Abstract

The 15.7 Ma Aztec Wash pluton is located in the central Eldorado Mountains of the Colorado River extensional corridor in southern Nevada, immediately south of the well‐known imbricated volcanic sequence that has been widely cited in studies of extensional tectonism (e.g., Anderson, 1971). It is a shallow level (≤5 km), essentially bimodal complex, primarily made up of granite (∼72 wt % SiO2) and diabase and diorite (∼54 wt % SiO2), with minor amounts of more mafic, intermediate, and highly evolved rocks. The mafic and felsic magmas mingled extensively but mixed only to a limited extent. Late synplutonic mafic and felsic dikes represent continuing injection of the same bimodal magmas. The mafic rocks have high incompatible element concentrations (e.g., K2O ∼ 3 wt %, Ba ∼ 1600 ppm, light rare earth elements 350 × chondrite) and enriched isotopic compositions (εNd −7.5, 87Sr/86Sr 0.708); generation in ancient, enriched mantle lithosphere with limited subsequent crustal contamination is inferred. The granite is more potassic (∼5 wt %) than the mafic rocks, but it has comparable or lower concentrations of most incompatible elements; its isotopic composition (εNd −10, 87Sr/86Sr 0.710) is intermediate between those of the mafic rocks and local ancient crust. The granites thus indicate hybridization of the crust by mafic magma, but it is unclear whether this hybridization occurred at deeper levels in this magmatic system, or during an earlier mid‐Tertiary or Mesozoic magmatic event.
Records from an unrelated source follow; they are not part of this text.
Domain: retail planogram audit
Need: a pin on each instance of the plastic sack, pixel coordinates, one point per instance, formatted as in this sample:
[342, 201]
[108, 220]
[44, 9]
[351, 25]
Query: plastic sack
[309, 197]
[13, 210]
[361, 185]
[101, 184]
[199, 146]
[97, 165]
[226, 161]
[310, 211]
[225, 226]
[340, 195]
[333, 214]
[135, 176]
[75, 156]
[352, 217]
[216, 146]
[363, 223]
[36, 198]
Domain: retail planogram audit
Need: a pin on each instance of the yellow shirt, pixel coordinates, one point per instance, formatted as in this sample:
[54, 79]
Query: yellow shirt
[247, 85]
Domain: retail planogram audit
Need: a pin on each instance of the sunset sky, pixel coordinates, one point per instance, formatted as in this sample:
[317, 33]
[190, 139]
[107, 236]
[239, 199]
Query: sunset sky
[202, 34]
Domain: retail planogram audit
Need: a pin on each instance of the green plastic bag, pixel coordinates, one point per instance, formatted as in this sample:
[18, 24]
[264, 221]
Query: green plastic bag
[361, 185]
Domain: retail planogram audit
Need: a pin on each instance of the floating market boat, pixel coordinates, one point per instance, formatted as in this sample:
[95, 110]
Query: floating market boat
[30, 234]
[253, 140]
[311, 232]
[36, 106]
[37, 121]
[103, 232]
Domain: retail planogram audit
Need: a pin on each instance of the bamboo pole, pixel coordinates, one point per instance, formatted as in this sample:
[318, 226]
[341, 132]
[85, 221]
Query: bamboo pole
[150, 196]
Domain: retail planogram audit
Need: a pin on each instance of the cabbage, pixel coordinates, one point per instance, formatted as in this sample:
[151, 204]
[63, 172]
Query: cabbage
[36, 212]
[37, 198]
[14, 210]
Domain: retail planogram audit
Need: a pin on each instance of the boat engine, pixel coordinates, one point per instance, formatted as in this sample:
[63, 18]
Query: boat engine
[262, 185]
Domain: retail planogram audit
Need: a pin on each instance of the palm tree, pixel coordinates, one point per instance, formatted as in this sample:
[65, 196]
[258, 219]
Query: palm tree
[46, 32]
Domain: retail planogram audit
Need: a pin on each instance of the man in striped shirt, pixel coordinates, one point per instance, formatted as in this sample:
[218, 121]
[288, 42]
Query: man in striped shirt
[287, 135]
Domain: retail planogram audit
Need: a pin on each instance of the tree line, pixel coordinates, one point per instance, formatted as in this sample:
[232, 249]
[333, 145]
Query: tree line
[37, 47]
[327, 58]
Emplacement of the Aztec Wash pluton preceded peak east west extension in the northern Eldorado Mountains (∼15.2 Ma (Gans et al., 1994)), but it coincided with at least modest extension as indicated by the uniform NS orientation of the late dikes and the mafic injections into the magma chamber. Total extension and tilting of the pluton after crystallization was minor, in contrast to the east tilted area to the north and west tilted area to the south. Timing and style of extension are thus consistent with the pluton's location within, and perhaps mechanical influence on, a major accommodation zone, as suggested by Faulds et al. (1990) and Faulds (1994).